The extent to which changes in supervisory and nonproduction worker hours affect total labor hours depends in part on the concentration of supervisory and nonproduction workers in the industry. In general, the concentration of nonproduction workers in manufacturing industries tends to be higher than the concentration of supervisory workers in service industries. Of the 22 industries where nonproduction or supervisory workers exceeded 50 percent of all workers, twenty-one were in manufacturing.

Effect on Trends in Total Labor Hours by Industry

Because supervisory and nonproduction workers are only a portion of all workers in each industry, trends in total industry hours were less affected than the trends in supervisory or nonproduction worker hours. The average annual percent change in total labor hours for 1987-2002 was revised up or down by 0.2 percentage points or more in 95 of the 477 industries examined. However, changes of 0.5 percentage points per year or more occurred in only 8 industries. The largest revision in total hours growth from 1987 to 2002 was in other electrical equipment and components, NAICS 3359, where average annual hours growth increased by almost 0.9 percentage points. Of the 8 industries where trends in total hours were most impacted, 5 are in the manufacturing sector.

Conclusions

With the construction of new supervisory and nonproduction worker average weekly hours estimates for detailed industries, both the levels and the 1987-2002 trends of these series changed for many industries. These changes affected the levels and trends in total supervisory and nonproduction worker hours, which in turn induced changes over the period in total hours of all workers. Change was expected since the previous estimates were based on the assumption that supervisory and nonproduction worker average weekly hours were constant over time.

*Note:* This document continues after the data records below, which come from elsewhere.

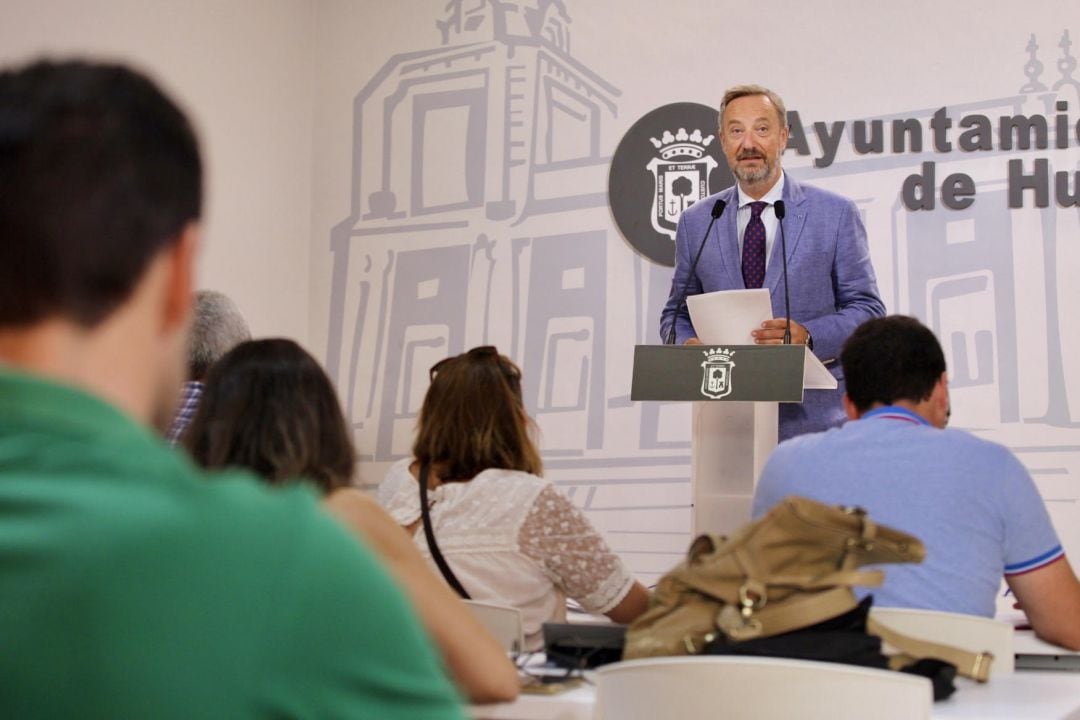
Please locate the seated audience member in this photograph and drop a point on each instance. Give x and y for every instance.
(970, 501)
(507, 533)
(133, 587)
(217, 328)
(269, 407)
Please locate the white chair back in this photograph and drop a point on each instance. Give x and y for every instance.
(501, 621)
(969, 633)
(756, 689)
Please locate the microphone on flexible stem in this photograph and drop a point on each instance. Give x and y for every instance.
(717, 212)
(778, 207)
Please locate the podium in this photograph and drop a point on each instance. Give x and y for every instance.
(736, 391)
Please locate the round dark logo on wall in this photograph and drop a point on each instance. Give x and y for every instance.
(666, 161)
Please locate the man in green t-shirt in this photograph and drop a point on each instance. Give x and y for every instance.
(130, 585)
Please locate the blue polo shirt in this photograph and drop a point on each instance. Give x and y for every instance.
(970, 501)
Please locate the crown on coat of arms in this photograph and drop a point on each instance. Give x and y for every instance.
(682, 144)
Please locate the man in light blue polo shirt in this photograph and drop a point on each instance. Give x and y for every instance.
(971, 501)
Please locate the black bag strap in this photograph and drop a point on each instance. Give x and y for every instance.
(430, 534)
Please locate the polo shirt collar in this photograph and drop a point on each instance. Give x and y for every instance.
(894, 412)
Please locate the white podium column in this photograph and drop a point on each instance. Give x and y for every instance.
(730, 445)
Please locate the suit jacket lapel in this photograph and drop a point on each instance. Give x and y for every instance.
(727, 231)
(794, 221)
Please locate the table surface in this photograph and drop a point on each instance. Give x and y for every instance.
(1034, 695)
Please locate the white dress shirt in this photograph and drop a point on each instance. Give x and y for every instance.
(768, 216)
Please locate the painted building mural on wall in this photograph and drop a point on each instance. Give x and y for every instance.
(478, 216)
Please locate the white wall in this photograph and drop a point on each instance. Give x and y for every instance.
(242, 69)
(831, 59)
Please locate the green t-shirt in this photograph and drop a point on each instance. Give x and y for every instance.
(134, 586)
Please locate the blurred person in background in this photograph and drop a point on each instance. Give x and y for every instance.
(508, 534)
(269, 407)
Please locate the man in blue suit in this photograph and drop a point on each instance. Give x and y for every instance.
(833, 287)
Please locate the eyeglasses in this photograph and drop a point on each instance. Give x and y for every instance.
(480, 354)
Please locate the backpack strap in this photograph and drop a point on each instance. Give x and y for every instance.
(429, 532)
(971, 665)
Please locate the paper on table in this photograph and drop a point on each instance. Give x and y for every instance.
(726, 317)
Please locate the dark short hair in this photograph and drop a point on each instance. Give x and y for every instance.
(98, 172)
(473, 418)
(891, 358)
(269, 407)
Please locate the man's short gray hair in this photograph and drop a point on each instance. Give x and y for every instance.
(743, 91)
(217, 328)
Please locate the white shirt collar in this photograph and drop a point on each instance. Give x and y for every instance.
(775, 192)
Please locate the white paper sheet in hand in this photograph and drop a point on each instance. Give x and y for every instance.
(726, 317)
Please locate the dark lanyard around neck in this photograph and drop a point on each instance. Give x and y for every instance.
(430, 534)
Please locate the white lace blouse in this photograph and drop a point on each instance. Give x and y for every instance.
(512, 538)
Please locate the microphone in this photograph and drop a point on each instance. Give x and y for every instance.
(778, 207)
(717, 212)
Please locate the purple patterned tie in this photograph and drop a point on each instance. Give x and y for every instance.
(754, 247)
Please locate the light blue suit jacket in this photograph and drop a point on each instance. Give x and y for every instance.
(833, 287)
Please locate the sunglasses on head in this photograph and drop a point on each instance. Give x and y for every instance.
(481, 353)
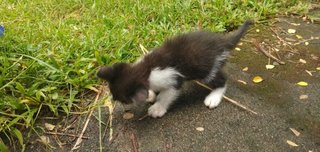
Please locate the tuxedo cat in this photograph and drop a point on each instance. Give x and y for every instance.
(196, 55)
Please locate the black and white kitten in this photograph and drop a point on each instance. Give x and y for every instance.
(192, 56)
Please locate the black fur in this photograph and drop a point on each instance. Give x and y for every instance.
(192, 54)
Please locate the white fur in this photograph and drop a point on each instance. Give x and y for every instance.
(151, 96)
(214, 98)
(160, 79)
(164, 100)
(216, 67)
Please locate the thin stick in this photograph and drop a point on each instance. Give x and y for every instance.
(255, 43)
(306, 40)
(134, 142)
(228, 99)
(79, 140)
(65, 134)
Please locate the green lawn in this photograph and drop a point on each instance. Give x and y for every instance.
(51, 49)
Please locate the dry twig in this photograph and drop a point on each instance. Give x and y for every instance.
(134, 142)
(228, 99)
(65, 134)
(79, 140)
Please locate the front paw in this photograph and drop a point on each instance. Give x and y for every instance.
(157, 110)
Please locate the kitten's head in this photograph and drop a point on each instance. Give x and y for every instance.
(125, 86)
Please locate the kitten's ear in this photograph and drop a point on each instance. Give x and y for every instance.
(141, 95)
(109, 73)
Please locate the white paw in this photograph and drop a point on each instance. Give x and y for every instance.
(214, 98)
(157, 110)
(151, 96)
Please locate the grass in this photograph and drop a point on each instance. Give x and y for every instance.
(50, 50)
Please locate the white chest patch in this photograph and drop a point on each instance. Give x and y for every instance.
(160, 79)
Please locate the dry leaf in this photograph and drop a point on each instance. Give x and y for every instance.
(299, 36)
(302, 83)
(241, 81)
(49, 127)
(292, 143)
(297, 133)
(291, 31)
(257, 79)
(269, 66)
(309, 72)
(200, 129)
(128, 115)
(94, 89)
(303, 97)
(302, 61)
(295, 24)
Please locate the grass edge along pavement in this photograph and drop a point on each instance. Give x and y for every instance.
(50, 49)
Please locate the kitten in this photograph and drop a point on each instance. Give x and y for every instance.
(192, 56)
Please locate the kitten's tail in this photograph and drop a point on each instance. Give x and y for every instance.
(234, 37)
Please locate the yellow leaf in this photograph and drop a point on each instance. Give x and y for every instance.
(237, 49)
(292, 143)
(49, 127)
(302, 83)
(303, 97)
(269, 66)
(291, 31)
(297, 133)
(200, 128)
(128, 115)
(241, 81)
(302, 61)
(257, 79)
(299, 36)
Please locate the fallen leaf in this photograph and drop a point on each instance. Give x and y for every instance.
(292, 143)
(291, 31)
(302, 83)
(44, 140)
(306, 43)
(303, 97)
(200, 129)
(299, 36)
(309, 72)
(304, 18)
(257, 79)
(241, 81)
(128, 115)
(297, 133)
(237, 49)
(302, 61)
(49, 127)
(245, 69)
(295, 24)
(269, 66)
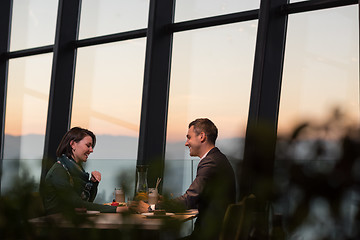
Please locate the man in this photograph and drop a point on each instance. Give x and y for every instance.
(214, 186)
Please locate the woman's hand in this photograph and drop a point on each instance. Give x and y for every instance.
(122, 209)
(139, 206)
(95, 176)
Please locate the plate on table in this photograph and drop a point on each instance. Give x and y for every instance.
(188, 212)
(152, 215)
(92, 212)
(116, 204)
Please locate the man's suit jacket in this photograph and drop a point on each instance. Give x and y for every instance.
(212, 190)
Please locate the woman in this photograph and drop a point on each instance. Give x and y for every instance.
(67, 185)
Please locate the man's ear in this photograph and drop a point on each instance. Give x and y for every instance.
(202, 137)
(71, 143)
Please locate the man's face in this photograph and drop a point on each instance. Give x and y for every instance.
(193, 142)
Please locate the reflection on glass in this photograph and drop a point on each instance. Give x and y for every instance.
(315, 170)
(107, 96)
(192, 9)
(211, 77)
(320, 74)
(112, 16)
(33, 23)
(25, 124)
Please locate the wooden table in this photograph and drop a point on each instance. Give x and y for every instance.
(114, 220)
(116, 225)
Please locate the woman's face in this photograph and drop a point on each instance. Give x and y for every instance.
(82, 149)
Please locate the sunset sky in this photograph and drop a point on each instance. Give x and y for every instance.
(211, 68)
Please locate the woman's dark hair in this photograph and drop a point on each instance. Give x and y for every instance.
(207, 126)
(75, 134)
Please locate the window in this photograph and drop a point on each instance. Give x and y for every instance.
(33, 23)
(211, 77)
(26, 112)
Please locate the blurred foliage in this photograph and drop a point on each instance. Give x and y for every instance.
(317, 176)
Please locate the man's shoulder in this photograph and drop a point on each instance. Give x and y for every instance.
(56, 168)
(215, 153)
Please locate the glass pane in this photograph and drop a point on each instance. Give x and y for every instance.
(321, 73)
(107, 100)
(25, 124)
(33, 23)
(193, 9)
(211, 77)
(112, 16)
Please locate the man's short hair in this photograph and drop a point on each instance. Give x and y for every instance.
(207, 126)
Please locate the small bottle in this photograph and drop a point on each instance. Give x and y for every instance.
(278, 232)
(119, 195)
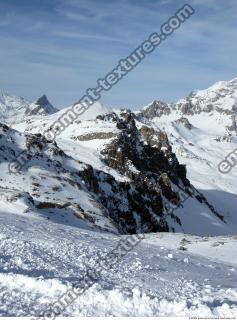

The trend in hours of supervisory and nonproduction workers was revised by more than half a percentage point per year in about a third of all the industries examined. However, for many industries the new measures did not have a major effect on the trends in total hours. The 1987-2002 average annual percent change in total labor hours was revised up or down by more than 0.5 percentage points in only 8 industries. The impact of the revisions to supervisory or nonproduction worker average weekly hours on the trends in total hours for an industry depended on a variety of factors, including the magnitude of the revisions to supervisory (nonproduction) worker average weekly hours levels, the concentration of supervisory or nonproduction workers in the industry, and the trends in the CPS-based adjustment ratios.

 

Notes

[1] The hours of self-employed and unpaid family workers also are included in industries where those workers tend to be relatively large. Estimates for self-employed and unpaid family workers are not available from the CES establishment survey and are separately constructed using CPS data. This report does not discuss the estimation of self-employed and unpaid family worker hours, however.

[2] The Bureau provides productivity measures for construction industries on a dedicated web page.

[3] The industries included in this study are those for which estimates of nonproduction or supervisory worker hours previously had been based on the 1977 EEEC survey or the 1980 Census of Population. Industries for which productivity measures were recently developed or that use hours data from an alternate source are excluded from this study.

[4] Changes were expected. Since average weekly hours of these workers were previously assumed to be constant, previous trends in the hours of these workers reflected only their employment trends.